Frente Fria

A mulher tem o poder sobre a vida e a morte da nossa espécie. E os homens, o impulso de perpetuá-la – ou de tentar, que é mais divertido – com o maior número de parceiras possível. Ou seja, nós temos a vontade e elas têm o doce. Elas descobriram isso muito antes de nós, e transformaram esse conhecimento em poder. Tornaram-se – ou decidiram se assumir – inconstantes e caprichosas, sim, com muito orgulho.
A proibição no uso da lógica nos relacionamentos entre os gêneros foi o golpe de misericórdia. Elas haviam vencido. Nunca mais um homem pôde formular uma resposta usando argumentos práticos, e a lógica passou a ser de uso exclusivamente científico – aplicada apenas na construção do mundo que elas desejam. Acuados, os homens se mantém atentos às vontades femininas e reféns de suas mudanças de humores. A natureza tem um fenômeno parecido com a mulher: o clima.

O clima é uma força poderosíssima e insondável à qual todos estamos sujeitos. E que apesar de tudo isso gasta grande parte do seu tempo espezinhando seres insignificantes ( como os metereologistas ). Narcisista como a famosa da semana, o clima adora se exibir para as câmeras dos satélites e não se importa de ver as suas frentes frias na TV. Ele mostra tudo! Mas isso não quer dizer que se torne mais acessível. Só sabemos que não somos ignorados porque ele insiste em nos infernizar. Olha o caso de São Paulo. Aqui temos umas 7 estações por dia, com a temperatura variando mais de dezessete graus em menos de 24 horas. É um desses lugares em que o sol some em questão de segundos e em que a distância entre o calor desértico e um dilúvio não é maior do que alguns minutos.
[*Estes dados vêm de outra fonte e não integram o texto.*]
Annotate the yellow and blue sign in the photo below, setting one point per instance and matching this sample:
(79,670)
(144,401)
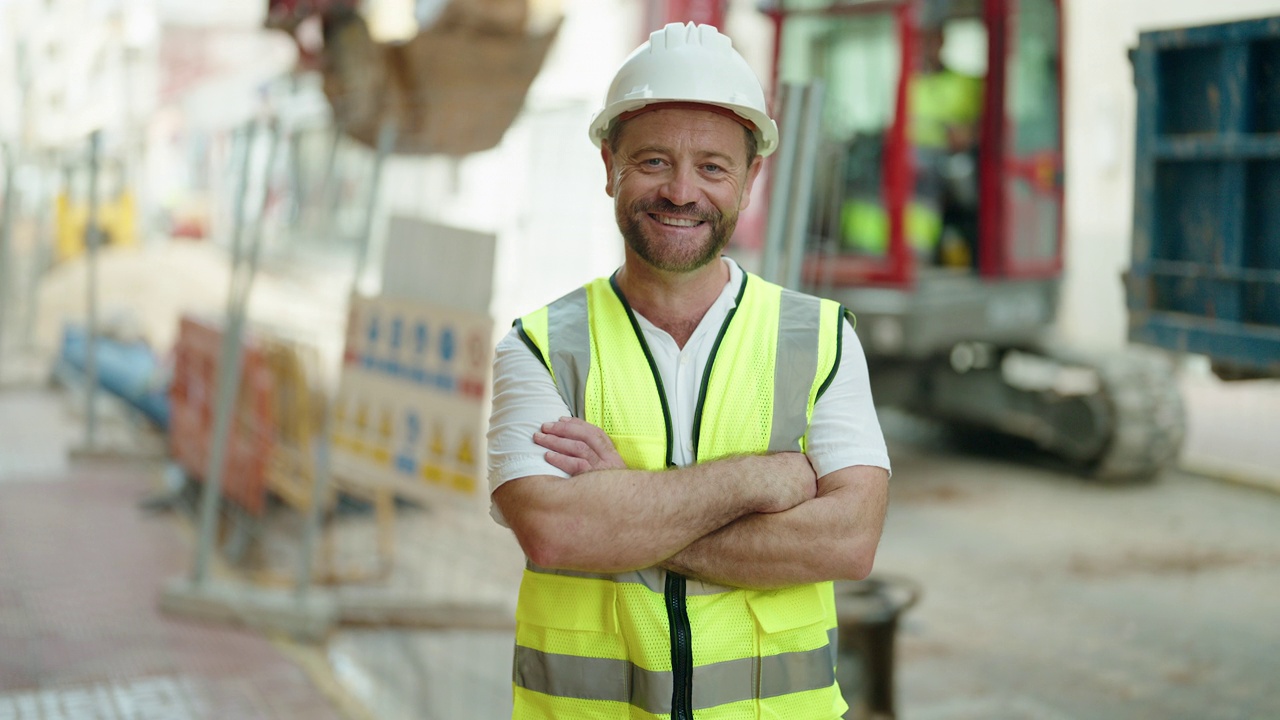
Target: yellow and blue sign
(412,397)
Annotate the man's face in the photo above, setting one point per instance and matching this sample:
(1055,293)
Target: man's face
(679,178)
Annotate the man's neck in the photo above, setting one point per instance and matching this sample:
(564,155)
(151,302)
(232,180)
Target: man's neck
(673,301)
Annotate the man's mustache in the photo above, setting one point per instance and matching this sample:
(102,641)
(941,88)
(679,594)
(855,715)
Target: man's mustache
(690,212)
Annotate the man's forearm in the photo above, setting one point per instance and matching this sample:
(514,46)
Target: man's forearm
(617,519)
(830,537)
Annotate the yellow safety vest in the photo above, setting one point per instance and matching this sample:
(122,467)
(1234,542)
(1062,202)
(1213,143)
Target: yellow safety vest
(652,643)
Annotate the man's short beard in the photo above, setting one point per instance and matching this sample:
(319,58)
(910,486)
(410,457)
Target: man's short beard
(675,259)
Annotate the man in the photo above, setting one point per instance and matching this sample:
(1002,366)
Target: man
(686,454)
(946,110)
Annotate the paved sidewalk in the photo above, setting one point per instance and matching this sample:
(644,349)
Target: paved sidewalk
(81,570)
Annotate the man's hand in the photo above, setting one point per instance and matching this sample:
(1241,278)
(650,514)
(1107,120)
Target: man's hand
(577,446)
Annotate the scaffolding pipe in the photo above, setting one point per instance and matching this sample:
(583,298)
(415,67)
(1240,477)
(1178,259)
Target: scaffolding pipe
(5,235)
(91,242)
(228,370)
(387,133)
(780,180)
(801,185)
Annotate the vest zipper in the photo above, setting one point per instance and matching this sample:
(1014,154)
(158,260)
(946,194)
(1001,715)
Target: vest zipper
(681,648)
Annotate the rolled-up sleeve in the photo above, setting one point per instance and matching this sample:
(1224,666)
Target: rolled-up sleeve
(845,429)
(524,397)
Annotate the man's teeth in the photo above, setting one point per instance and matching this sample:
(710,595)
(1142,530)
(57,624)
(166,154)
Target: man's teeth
(679,222)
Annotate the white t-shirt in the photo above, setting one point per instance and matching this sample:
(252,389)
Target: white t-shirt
(844,429)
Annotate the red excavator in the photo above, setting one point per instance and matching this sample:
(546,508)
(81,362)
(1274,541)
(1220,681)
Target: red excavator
(924,191)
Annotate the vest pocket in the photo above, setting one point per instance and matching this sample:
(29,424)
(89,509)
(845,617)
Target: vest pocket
(647,452)
(781,613)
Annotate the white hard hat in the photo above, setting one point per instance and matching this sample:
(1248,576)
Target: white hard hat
(688,63)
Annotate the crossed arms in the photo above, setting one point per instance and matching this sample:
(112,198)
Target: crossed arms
(754,522)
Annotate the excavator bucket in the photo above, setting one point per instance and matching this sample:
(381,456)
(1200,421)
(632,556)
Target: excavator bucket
(452,89)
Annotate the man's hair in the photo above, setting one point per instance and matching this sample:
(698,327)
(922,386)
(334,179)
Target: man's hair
(752,144)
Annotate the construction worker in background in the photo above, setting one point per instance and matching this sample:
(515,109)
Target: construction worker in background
(946,108)
(686,454)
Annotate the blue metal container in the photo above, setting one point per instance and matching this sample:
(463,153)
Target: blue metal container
(1206,246)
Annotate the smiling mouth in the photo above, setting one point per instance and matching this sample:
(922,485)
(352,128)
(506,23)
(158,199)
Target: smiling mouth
(676,222)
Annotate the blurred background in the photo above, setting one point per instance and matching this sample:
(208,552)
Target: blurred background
(255,254)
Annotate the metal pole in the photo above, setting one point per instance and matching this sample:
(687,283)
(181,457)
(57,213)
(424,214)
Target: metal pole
(387,133)
(228,377)
(311,532)
(329,187)
(91,237)
(801,197)
(781,178)
(5,233)
(41,256)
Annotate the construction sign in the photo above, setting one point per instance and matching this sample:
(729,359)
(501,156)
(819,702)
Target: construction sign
(411,404)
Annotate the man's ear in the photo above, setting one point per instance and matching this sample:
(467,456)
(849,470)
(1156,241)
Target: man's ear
(752,173)
(607,155)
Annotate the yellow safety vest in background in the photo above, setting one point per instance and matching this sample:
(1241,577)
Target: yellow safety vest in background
(653,643)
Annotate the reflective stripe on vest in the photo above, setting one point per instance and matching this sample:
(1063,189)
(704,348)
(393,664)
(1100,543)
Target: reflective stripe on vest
(597,645)
(720,683)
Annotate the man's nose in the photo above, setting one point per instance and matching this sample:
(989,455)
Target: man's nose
(681,186)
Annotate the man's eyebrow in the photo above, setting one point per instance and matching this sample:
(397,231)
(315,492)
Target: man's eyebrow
(721,158)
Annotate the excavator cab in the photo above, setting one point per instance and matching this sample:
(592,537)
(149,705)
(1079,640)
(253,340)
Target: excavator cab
(937,188)
(936,215)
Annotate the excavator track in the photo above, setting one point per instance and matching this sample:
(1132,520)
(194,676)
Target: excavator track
(1148,419)
(1118,418)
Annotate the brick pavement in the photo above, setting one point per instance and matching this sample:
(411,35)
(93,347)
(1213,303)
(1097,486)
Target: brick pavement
(81,570)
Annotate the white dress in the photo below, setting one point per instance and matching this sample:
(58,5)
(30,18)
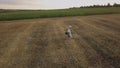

A convivência forçada com a instabilidade acaba dando algumas pistas – não comprováveis empiricamente – para as possíveis flutuações de humor. Se você sai de casa carregando um guarda chuva, por exemplo, as chances de chover caem. Especialmente se o seu guarda chuva for grande e você for obrigado a carregá-lo o dia inteiro. Nesse caso a chance de haver precipitações beira o zero. Agora, se você saiu sem guarda-chuva e tiver que andar um bom trecho a pé, a possibilidade de pegar uma tempestade no meio do caminho é enorme. É claro que temos poder também sobre o sol. Ele é diretamente proporcional à quantidade de casacos que estamos vestindo. Quando mais agasalhos, maior o calor. Uma das técnicas mais eficientes para levantar a temperatura é vestir meias grossas.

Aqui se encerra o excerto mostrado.